Indian organisation Prince – Promoters, Researchers and Innovators in New and Clean Energy – is offering training workshops on residential and institutional solar cooking to new entrepreneurs who manufacture or trade solar cooking systems. PRINCE has already conducted more than twelve workshops, and according to the organisation, more than 60% of the solar dish cooker manufacturers and suppliers registered with the Indian Ministry of New and Renewable Energy (MNRE) have benefitted from PRINCE’s training courses. The photo shows Professor Ajay Chandak, founder of PRINCE and Board Member of the International Solar Energy Society (ISES), demonstrating an improved cooker model during a workshop in February 2015.
“We realised that the best way to promote renewables is to develop entrepreneurs who will earn their bread and butter through green business opportunities,” Chandak, who founded PRINCE in 2000, explains. “We launched the training programme in 2012 on behalf of the MNRE, which felt that there were too many issues with the installation and commissioning, as well as the operation and maintenance of Scheffler-type concentrators.” The MNRE authorised PRINCE to provide training to new entrepreneurs and their staff from all across India. The workshops are partly paid for by participation fees and partly by public money.
Solar cookers for border security forces in desert regions
The most recent training session concluded in February 2015 saw the record number of 56 participants arriving from all corners of the country. The session provided field demonstrations of various solar thermal cooking models developed for domestic and community use. Ankit Ramoliya, an engineer and a first-generation entrepreneur from Surat in Gujarat state, thought the workshop to be a good forum for meeting like-minded people. “The training session offered me great networking opportunities, which was the biggest takeaway,” Ramoliya said, satisfied.
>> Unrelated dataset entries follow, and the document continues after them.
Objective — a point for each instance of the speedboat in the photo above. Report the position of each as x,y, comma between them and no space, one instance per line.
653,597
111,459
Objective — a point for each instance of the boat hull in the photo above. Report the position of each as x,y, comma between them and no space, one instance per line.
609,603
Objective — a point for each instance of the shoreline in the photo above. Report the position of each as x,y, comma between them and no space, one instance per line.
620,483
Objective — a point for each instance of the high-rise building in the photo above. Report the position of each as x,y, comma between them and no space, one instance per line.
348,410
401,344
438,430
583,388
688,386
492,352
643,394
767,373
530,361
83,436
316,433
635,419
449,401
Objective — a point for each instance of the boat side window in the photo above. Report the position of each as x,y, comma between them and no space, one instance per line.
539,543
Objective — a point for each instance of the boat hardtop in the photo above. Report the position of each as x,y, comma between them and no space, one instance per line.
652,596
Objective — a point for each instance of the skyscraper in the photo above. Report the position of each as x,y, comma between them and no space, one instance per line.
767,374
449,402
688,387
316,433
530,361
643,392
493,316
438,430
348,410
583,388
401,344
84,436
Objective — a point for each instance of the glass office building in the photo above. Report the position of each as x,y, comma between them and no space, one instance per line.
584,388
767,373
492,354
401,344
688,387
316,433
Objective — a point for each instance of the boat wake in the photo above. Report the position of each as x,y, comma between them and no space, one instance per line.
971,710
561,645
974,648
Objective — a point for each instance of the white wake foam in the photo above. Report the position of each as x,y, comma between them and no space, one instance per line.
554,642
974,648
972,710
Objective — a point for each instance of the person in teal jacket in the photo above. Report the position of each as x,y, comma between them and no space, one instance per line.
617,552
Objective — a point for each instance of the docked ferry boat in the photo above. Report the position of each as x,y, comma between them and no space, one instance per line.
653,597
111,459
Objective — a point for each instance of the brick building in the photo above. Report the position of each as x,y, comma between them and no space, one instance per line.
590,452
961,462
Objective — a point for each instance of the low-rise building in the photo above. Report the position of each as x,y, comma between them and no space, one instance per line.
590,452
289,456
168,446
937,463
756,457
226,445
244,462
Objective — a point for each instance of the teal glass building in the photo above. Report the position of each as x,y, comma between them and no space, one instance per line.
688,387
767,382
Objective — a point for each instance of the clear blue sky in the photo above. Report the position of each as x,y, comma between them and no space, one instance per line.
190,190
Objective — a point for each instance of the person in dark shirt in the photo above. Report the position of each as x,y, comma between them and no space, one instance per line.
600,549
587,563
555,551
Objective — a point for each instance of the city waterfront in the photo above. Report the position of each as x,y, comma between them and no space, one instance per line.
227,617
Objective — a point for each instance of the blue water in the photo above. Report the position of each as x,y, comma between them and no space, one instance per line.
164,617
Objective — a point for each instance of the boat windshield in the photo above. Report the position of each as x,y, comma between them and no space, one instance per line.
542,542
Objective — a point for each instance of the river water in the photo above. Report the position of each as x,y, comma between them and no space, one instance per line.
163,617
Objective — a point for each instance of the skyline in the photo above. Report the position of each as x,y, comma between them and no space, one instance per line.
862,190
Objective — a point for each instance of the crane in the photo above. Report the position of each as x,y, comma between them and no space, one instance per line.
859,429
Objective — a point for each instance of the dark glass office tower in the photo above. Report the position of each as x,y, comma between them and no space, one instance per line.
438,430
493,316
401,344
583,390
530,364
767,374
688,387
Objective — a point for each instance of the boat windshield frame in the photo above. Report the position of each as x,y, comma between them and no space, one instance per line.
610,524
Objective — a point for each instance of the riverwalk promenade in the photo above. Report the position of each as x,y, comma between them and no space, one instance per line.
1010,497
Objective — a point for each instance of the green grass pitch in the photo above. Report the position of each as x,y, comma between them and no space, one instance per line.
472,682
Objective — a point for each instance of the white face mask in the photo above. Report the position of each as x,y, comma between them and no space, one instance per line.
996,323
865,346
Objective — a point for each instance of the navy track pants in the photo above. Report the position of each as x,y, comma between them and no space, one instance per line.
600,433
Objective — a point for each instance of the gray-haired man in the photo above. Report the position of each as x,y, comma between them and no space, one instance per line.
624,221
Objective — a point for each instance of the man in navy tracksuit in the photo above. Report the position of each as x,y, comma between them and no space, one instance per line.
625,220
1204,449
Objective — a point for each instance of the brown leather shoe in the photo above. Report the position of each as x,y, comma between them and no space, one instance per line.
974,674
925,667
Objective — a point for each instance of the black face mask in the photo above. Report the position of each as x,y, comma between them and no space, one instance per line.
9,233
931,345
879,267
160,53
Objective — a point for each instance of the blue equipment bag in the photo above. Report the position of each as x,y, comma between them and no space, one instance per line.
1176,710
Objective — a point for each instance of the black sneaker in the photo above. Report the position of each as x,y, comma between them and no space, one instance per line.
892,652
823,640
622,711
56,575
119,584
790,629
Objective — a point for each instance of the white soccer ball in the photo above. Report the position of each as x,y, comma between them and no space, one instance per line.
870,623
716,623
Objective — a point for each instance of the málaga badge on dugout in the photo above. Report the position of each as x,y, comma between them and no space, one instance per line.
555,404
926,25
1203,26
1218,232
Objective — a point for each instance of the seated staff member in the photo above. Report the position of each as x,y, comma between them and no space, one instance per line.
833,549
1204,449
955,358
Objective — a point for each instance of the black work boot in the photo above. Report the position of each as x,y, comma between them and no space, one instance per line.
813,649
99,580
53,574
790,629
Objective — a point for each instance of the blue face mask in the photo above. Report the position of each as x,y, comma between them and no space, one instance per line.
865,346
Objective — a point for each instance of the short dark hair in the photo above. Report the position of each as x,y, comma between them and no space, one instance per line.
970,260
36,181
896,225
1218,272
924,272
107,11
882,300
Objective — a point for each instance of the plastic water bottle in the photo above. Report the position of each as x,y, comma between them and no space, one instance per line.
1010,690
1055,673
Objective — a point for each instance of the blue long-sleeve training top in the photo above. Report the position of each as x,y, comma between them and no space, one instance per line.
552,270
The workshop introduced an improved solar cooker with 4 m2 of aperture area (see the photo above). It is suitable for midday meals in schools and for border security forces in desert regions. Chandak said he had modified the design so as to precisely focus the solar rays on the pot at all times, and he claimed that his system offered better efficiency than a Scheffler cooker. In addition, the new models have chamfered edges, which gusty winds cannot deform.
India has over 1.2 million rural schools at which lunch needs cooking, and PRINCE plans to focus its training sessions on exploring entrepreneurial opportunities, so that solar thermal can supply part of the required cooking energy. Similarly, it would like to train the defence personnel posted at national borders in maintaining solar cooking systems.